À quelques jours de la fin du mois sacré du Ramadan, les jeûneurs à Jijel tentent de s’accrocher tant bien que mal aux habitudes d’un mois qui semble perdre de son originalité.
À la cherté de certains produits, qui chamboule ces habitudes, s’ajoute le dépit de faire face à un mois qui avance en saignant les ménages, lesquels devront encore affronter d’autres dépenses pour l’Aïd. Dans les marchés, on préfère scruter les prix avant de mettre la main à la poche pour s’offrir l’essentiel. L’espoir de voir les prix baisser au fur et à mesure que ce mois avance reste un vœu pieux.

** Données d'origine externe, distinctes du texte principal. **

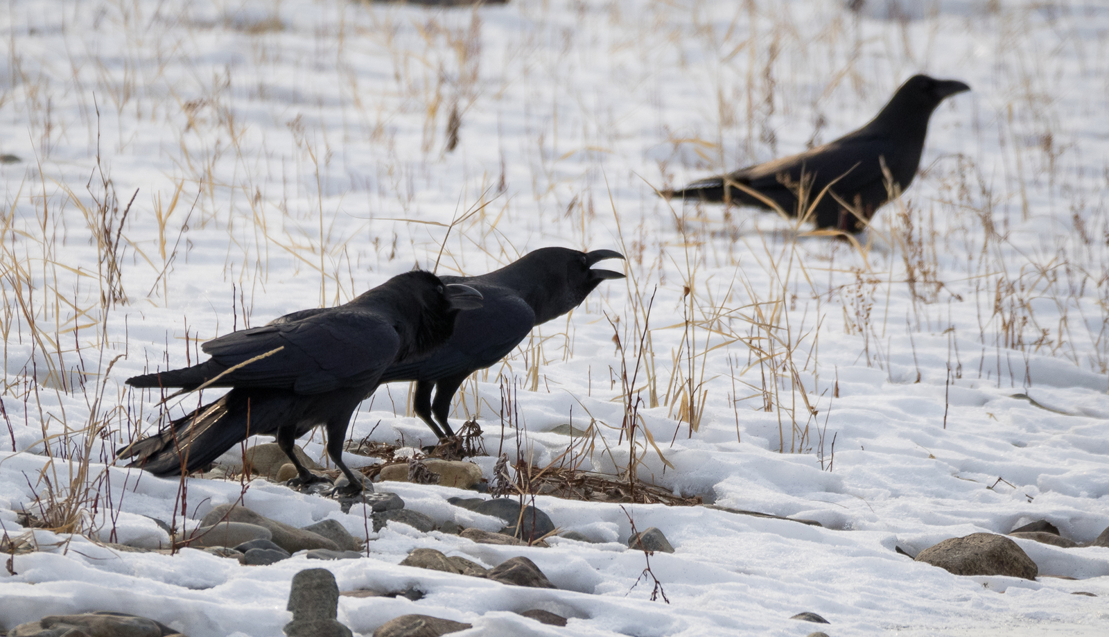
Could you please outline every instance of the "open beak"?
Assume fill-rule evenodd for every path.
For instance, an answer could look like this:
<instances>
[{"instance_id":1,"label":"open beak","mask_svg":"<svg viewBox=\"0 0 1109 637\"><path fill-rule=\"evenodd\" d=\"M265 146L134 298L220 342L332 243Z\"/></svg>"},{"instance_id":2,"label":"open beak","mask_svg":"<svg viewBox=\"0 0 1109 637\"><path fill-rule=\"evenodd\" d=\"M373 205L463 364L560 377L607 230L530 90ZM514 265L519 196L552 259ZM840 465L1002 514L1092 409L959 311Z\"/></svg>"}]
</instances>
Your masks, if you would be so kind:
<instances>
[{"instance_id":1,"label":"open beak","mask_svg":"<svg viewBox=\"0 0 1109 637\"><path fill-rule=\"evenodd\" d=\"M481 293L469 285L448 283L446 294L452 310L477 310L481 307Z\"/></svg>"},{"instance_id":2,"label":"open beak","mask_svg":"<svg viewBox=\"0 0 1109 637\"><path fill-rule=\"evenodd\" d=\"M939 99L949 98L952 95L969 91L970 87L958 81L958 80L938 80L936 82L936 94Z\"/></svg>"},{"instance_id":3,"label":"open beak","mask_svg":"<svg viewBox=\"0 0 1109 637\"><path fill-rule=\"evenodd\" d=\"M592 270L592 265L598 261L623 257L623 254L620 254L614 250L594 250L586 253L586 265L590 266L589 273L593 279L623 279L624 275L620 272L613 272L611 270Z\"/></svg>"}]
</instances>

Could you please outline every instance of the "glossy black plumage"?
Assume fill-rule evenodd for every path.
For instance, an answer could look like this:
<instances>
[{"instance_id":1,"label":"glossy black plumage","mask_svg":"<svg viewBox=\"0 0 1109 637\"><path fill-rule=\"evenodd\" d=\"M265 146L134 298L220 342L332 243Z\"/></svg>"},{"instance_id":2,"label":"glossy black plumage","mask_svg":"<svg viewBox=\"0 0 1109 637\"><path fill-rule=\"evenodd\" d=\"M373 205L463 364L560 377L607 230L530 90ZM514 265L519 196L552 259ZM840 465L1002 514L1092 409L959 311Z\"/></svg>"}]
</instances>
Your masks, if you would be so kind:
<instances>
[{"instance_id":1,"label":"glossy black plumage","mask_svg":"<svg viewBox=\"0 0 1109 637\"><path fill-rule=\"evenodd\" d=\"M956 80L914 75L877 117L835 141L663 194L766 210L773 210L773 202L794 216L803 208L801 214L810 215L816 228L858 232L889 201L883 164L896 189L907 189L920 164L933 111L945 98L968 90ZM798 206L798 188L804 206ZM825 188L828 191L822 196Z\"/></svg>"},{"instance_id":2,"label":"glossy black plumage","mask_svg":"<svg viewBox=\"0 0 1109 637\"><path fill-rule=\"evenodd\" d=\"M342 457L354 410L389 365L444 343L458 312L478 306L479 300L471 287L444 283L429 272L407 272L344 305L294 312L208 341L203 350L211 360L134 376L128 384L193 390L207 383L231 392L121 449L121 456L135 457L129 466L179 475L251 435L274 435L306 483L315 478L293 455L293 444L324 425L328 455L350 491L359 491L360 481Z\"/></svg>"},{"instance_id":3,"label":"glossy black plumage","mask_svg":"<svg viewBox=\"0 0 1109 637\"><path fill-rule=\"evenodd\" d=\"M606 259L623 255L611 250L541 247L488 274L444 276L445 282L478 290L481 307L460 312L447 343L417 360L391 365L381 382L415 381L416 415L440 439L454 436L447 414L462 381L507 356L533 326L577 307L602 281L623 279L619 272L591 270Z\"/></svg>"}]
</instances>

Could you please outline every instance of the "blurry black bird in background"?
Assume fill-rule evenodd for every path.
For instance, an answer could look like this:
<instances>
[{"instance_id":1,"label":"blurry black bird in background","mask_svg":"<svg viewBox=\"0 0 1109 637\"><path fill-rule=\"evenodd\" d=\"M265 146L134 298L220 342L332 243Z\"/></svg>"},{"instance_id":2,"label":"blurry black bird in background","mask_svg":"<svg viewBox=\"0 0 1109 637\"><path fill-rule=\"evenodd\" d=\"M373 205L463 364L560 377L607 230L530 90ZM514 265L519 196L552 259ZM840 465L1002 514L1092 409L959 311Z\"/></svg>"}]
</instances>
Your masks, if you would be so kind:
<instances>
[{"instance_id":1,"label":"blurry black bird in background","mask_svg":"<svg viewBox=\"0 0 1109 637\"><path fill-rule=\"evenodd\" d=\"M619 272L591 269L606 259L623 255L612 250L541 247L488 274L444 276L444 282L479 291L481 307L459 313L449 341L425 356L395 363L381 382L415 381L416 415L440 441L454 436L447 415L462 381L507 356L533 326L577 307L602 281L623 279Z\"/></svg>"},{"instance_id":2,"label":"blurry black bird in background","mask_svg":"<svg viewBox=\"0 0 1109 637\"><path fill-rule=\"evenodd\" d=\"M294 484L307 484L322 478L301 464L293 444L324 425L327 454L349 481L343 491L357 493L362 481L342 455L355 407L377 388L389 365L446 342L458 312L480 306L480 300L472 287L445 283L429 272L406 272L344 305L294 312L208 341L203 345L208 361L134 376L128 384L231 392L124 447L120 456L138 456L129 466L155 475L180 475L248 436L273 435L296 467Z\"/></svg>"},{"instance_id":3,"label":"blurry black bird in background","mask_svg":"<svg viewBox=\"0 0 1109 637\"><path fill-rule=\"evenodd\" d=\"M776 205L796 216L800 192L801 214L815 221L816 228L859 232L889 201L891 186L902 192L913 183L932 112L945 98L968 90L956 80L913 75L877 117L854 132L803 153L662 194L766 210Z\"/></svg>"}]
</instances>

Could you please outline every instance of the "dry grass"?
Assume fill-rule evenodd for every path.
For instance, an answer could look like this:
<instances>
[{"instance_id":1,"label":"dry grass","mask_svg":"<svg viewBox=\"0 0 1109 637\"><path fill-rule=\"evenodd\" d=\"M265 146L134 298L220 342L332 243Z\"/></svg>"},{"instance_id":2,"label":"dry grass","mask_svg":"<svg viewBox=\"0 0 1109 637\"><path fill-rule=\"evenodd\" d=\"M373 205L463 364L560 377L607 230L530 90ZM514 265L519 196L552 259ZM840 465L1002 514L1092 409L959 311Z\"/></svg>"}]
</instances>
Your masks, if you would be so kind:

Le poulet, qui se stabilise autour de 400 DA le kilo, tient toujours la dragée haute aux consommateurs à bas revenus qui n’ont plus les moyens de goûter à la viande rouge. La réalité est encore plus cruelle lorsque, dans les marchés, à vrai dire bien achalandés, la fraise qui fait son apparition frôle les 300 DA le kilo.
Alors que la banane importée fait parler d’elle et devient un produit cher, à Jijel, le prix de ce fruit produit localement, vendu à 480 DA le kilo, ne baisse pas non plus. Toutefois, ce prix semble suivre la même tendance haussière que celle de la banane importée.
Pour rappel, la production de la banane a été lancée à Jijel avec le concours et le soutien de l’Agence nationale d’appui et de développement de l’entrepreneuriat (Anade). Les autres produits ne sont pas en reste, bien que la pomme de terre reste à un prix abordable, ne dépassant pas les 60 DA.
Le concombre et la laitue restent intouchables, avec des prix ne descendant pas sous la barre des 220 DA depuis le début du mois sacré, tandis que le chou-fleur et le poivre doux sont exposés à 180 et 200 DA. Le poisson reste un produit de luxe par excellence, avec des prix donnant le tournis.
La sardine est à 1400 DA, alors que la dorade d’élevage est elle aussi exposée à un prix élevé oscillant entre 1300 et 1400 DA le kilo. Pour les saveurs qui ont fait la spécificité du mois sacré, le citoyen n’est pas encore au bout de ses peines. Les délices de ce mois ne sont plus des priorités. Et pour cause, la Zlabia et le Kalbellouz, rois des confiseries et des gâteaux du Ramadan, ne sont plus indispensables pour garnir la table à l’heure de la rupture du jeûne.
Le kalbellouz de Chekfa, rendu célèbre durant ses périodes fastes, garde toutefois intacte sa réputation. Les boutiques spécialisées dans sa fabrication attirent les clients inconditionnels venant de plusieurs localités de Jijel. À El-Milia, c’est l’incontournable zlabia de Boutias qui est au rendez-vous pour allécher les jeûneurs. Très cotée dans la région, elle attire des clients de passage dans cette agglomération périphérique aux abords de la RN 43, qui connaît une intense activité commerciale.
Au-delà des senteurs et des saveurs de ce mois, les nouvelles habitudes de consommation semblent imposer une prudence dans les dépenses. S’offrir l’essentiel et ne pas se laisser aller à des dépenses inutiles est la conduite adoptée pour faire face à la baisse du pouvoir d’achat, qui ne cesse de s’éroder.